Of course, collaterals are usually valued at 150 percent of whatever is loan value you want to take. Tokens used on the Compound platform include DAI, BAT, ETH, ZRX and REP.

### MakerDAO

This is the most popular decentralized ether lending platform. In fact, 2 percent of the world’s supply of ether is locked up in its Collateralized Debt Positions (CDPs). The platform’s native token is the DAI, a proven stablecoin that has proven its mettle by constantly maintaining its peg to the USD.

Borrowing on this platform involves locking up your Ether, and borrowing the DAI equivalent. While this works great, the platform is currently working on something called the Multi-Collateral DAI. With this, you can easily lock up other ethereum tokens and bitcoins in order to borrow some DAI.

The registration process is pretty simple and straightforward, with the website offering all the information you need to sign up and open your first MakerDAO CDP.

Once you’re done, withdrawal is a pretty straightforward process too. Once done, all you have to convert your DAI to regular currencies like the USD, EUR, and GBP.

Some people simply borrow the DAI and hold until Ether’s value falls and then they can cash it in. However, you must pay attention to the value of Ether. You want to make sure that even if the value falls, it doesn’t affect your currently locked-in 150 percent value.

Once it’s done, all that debt becomes liquidated by the platform in a bid to recoup its losses. Most of the time, they’ll just sell your ether to settle the loan.

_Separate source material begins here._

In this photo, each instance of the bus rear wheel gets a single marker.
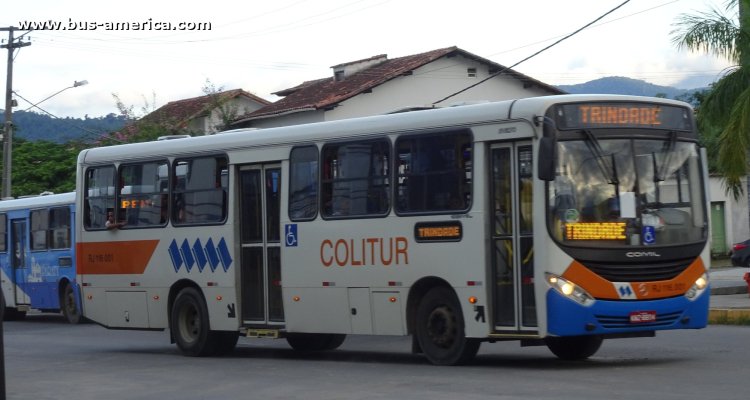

Your loan can always be repaid and your ether reacquired whenever you’re ready, minus the stability fee.

## Final Thoughts On Ethereum

As Bitcoin continues to rise in price, more consumers are exploring the possibility of getting in on the ground floor of a new cryptocurrency.

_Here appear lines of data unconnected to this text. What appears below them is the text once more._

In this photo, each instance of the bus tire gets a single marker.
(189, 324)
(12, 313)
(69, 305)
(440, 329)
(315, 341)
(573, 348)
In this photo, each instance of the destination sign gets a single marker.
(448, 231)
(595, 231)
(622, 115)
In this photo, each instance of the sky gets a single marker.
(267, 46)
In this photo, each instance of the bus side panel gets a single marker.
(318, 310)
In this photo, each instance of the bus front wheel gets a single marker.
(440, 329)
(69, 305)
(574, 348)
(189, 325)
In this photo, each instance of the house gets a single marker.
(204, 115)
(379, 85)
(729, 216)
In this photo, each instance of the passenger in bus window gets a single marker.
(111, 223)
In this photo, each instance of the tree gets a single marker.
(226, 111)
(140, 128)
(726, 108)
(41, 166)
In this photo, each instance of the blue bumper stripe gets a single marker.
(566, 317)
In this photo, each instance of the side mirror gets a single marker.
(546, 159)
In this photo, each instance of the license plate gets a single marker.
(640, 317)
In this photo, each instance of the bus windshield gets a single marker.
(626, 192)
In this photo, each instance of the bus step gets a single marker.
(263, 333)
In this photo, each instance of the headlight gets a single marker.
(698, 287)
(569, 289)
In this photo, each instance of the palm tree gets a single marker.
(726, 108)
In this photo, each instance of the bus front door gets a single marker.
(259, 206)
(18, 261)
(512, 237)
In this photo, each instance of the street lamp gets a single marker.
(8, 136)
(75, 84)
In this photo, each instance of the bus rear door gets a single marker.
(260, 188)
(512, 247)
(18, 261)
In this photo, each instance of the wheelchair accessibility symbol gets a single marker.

Readers need to understand that, although Ethereum has a lot of growing up to do, it is certainly making strides in the way of innovation and change. The creation of new blockchain technologies continues to entice many developers to give Ethereum a shot.

Obtaining Ether through a variety of different methods, consumers can get involved with the growing Ethereum community. Healthcare, law, and government are all industries with potential uses for a sustainable blockchain model.

As more and more professionals place growing stock in the importance of anonymity, sustainability, and decentralization, Ethereum has made itself a formidable challenger to even legitimate currencies in the 21st century.

While it may not get quite the publicity of Bitcoin, Ethereum is growing up—and it is definitely growing quickly.